In this NMA, we included two primary outcomes: ITT patient success rate and CE patient success rate. As was indicated in our findings, the rankings of antibiotics based on these two types of patients were quite different on the basis of ITT and CE patients’ success rate. This inconsistency largely depended on the type of patients involved. In the future, a weighted composition might be applied to combine ITT and CE patient profiles together to form a more inclusive antibiotic recommendation in the treatment of bronchitis.

Studies concerning the antibiotic treatments for bronchitis have often failed to report enough of the adverse effects which appeared during the study. This is a deficiency when considered in contrast to an abundance of efficacy profiles82 and could affect the process of screening out an efficacious and safe treatment option. The related discrepancy observed in our NMA also calls for more large-sample RCTs of antibiotic treatments, especially sulfonamides, double sulfonamides, and tetracyclines.
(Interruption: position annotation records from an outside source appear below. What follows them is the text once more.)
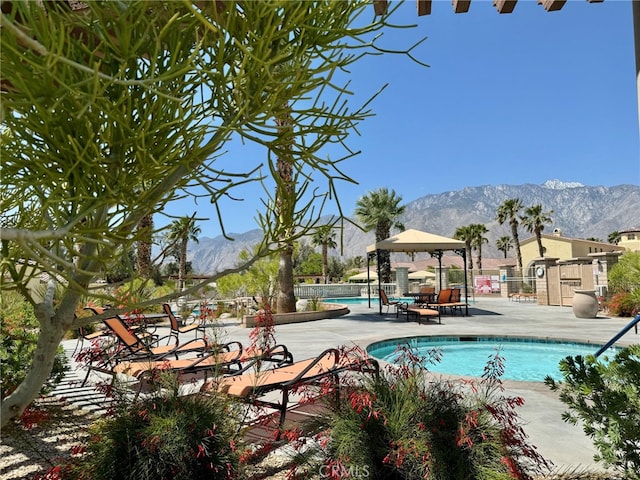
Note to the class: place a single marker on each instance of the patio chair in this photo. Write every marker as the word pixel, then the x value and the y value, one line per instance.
pixel 177 328
pixel 456 302
pixel 137 347
pixel 250 387
pixel 223 359
pixel 396 304
pixel 127 345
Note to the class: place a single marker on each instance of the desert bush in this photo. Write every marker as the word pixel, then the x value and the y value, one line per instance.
pixel 605 395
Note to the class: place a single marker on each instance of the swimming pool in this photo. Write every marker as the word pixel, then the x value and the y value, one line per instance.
pixel 360 300
pixel 526 359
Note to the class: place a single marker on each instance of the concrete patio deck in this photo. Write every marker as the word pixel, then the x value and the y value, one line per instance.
pixel 561 443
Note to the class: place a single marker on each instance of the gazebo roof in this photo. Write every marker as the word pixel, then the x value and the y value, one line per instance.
pixel 416 241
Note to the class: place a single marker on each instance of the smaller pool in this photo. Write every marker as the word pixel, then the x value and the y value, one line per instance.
pixel 359 300
pixel 526 359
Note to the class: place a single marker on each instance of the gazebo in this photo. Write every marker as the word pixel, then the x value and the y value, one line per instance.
pixel 413 241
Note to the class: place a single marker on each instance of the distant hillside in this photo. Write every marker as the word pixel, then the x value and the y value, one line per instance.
pixel 579 211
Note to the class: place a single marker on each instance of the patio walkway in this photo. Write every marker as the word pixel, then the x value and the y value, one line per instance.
pixel 563 444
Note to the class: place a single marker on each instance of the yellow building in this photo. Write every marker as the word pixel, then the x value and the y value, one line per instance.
pixel 630 239
pixel 562 248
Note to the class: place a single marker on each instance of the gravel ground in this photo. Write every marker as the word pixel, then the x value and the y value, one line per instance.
pixel 26 453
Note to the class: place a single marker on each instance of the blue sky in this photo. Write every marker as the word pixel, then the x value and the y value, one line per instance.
pixel 507 99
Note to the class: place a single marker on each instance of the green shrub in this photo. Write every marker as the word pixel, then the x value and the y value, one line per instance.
pixel 606 397
pixel 623 305
pixel 163 437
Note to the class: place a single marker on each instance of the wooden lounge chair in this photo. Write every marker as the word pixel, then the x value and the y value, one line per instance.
pixel 456 301
pixel 135 346
pixel 128 346
pixel 249 387
pixel 396 304
pixel 223 360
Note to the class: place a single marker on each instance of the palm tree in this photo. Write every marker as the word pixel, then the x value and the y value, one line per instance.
pixel 324 237
pixel 614 237
pixel 285 206
pixel 466 235
pixel 534 220
pixel 508 212
pixel 379 211
pixel 143 252
pixel 183 230
pixel 504 245
pixel 478 238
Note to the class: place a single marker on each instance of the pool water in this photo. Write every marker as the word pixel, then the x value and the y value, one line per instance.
pixel 360 300
pixel 525 359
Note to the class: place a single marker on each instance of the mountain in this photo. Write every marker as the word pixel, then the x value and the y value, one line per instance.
pixel 579 211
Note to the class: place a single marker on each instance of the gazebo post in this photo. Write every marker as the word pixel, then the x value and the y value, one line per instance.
pixel 370 255
pixel 379 284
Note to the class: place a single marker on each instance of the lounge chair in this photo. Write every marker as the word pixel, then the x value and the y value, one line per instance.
pixel 420 312
pixel 457 303
pixel 249 387
pixel 137 347
pixel 177 328
pixel 396 304
pixel 223 360
pixel 448 298
pixel 128 346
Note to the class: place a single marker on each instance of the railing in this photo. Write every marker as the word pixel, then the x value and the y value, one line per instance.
pixel 629 326
pixel 329 290
pixel 337 290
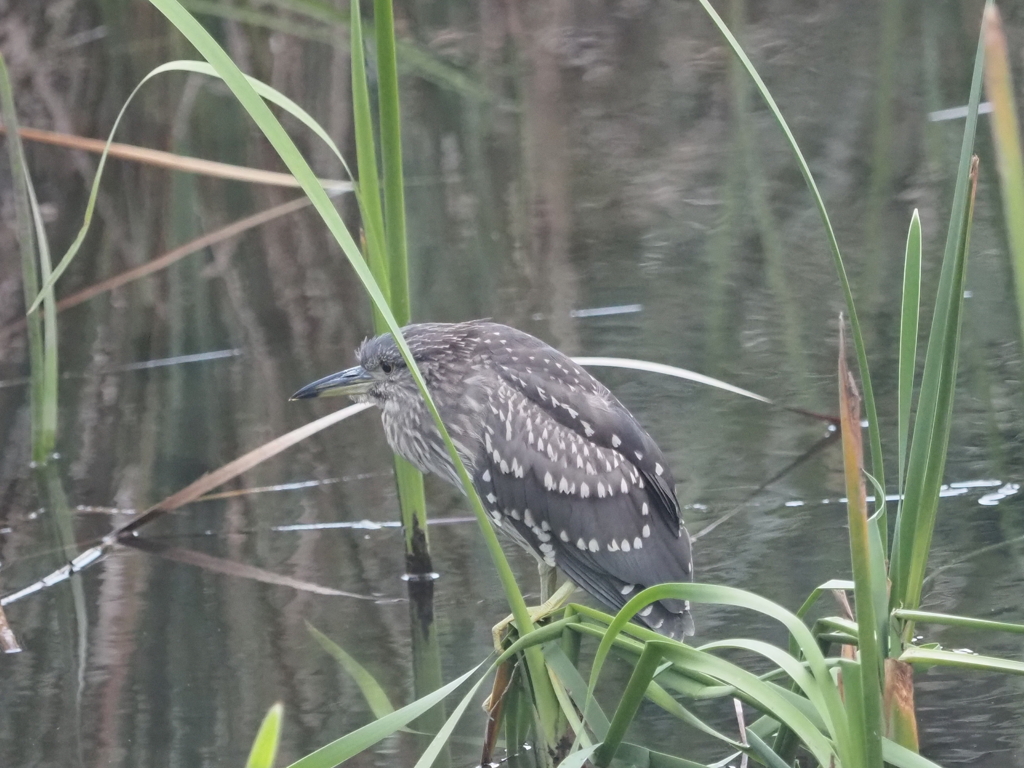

Future studies should address these potential problems.

In conclusion, our NMA identified quinolones and macrolides as strong choices in the treatment of ITT bronchitis while quinolones and double β-lactams performed best in the treatment of CE bronchitis patients. Double β-lactams proved to have the highest risk of adverse events while β-lactams were the least likely to cause adverse effects when prescribed to bronchitis patients. In addition, quinolones and macrolides both showed median adverse effects across all the included antibiotics. Thus, considering both treatment success rates and safety profiles, quinolones were recommended as the most preferable treatment option.

Acknowledgments

We would like to acknowledge the reviewers for their helpful comments on this paper. This research did not receive any specific grant from funding agencies in the public, commercial, or not-for-profit sectors.

Author contributions

All authors contributed toward data analysis, drafting and critically revising the paper and agree to be accountable for all aspects of the work.

Disclosure

The authors report no conflicts of interest in this work.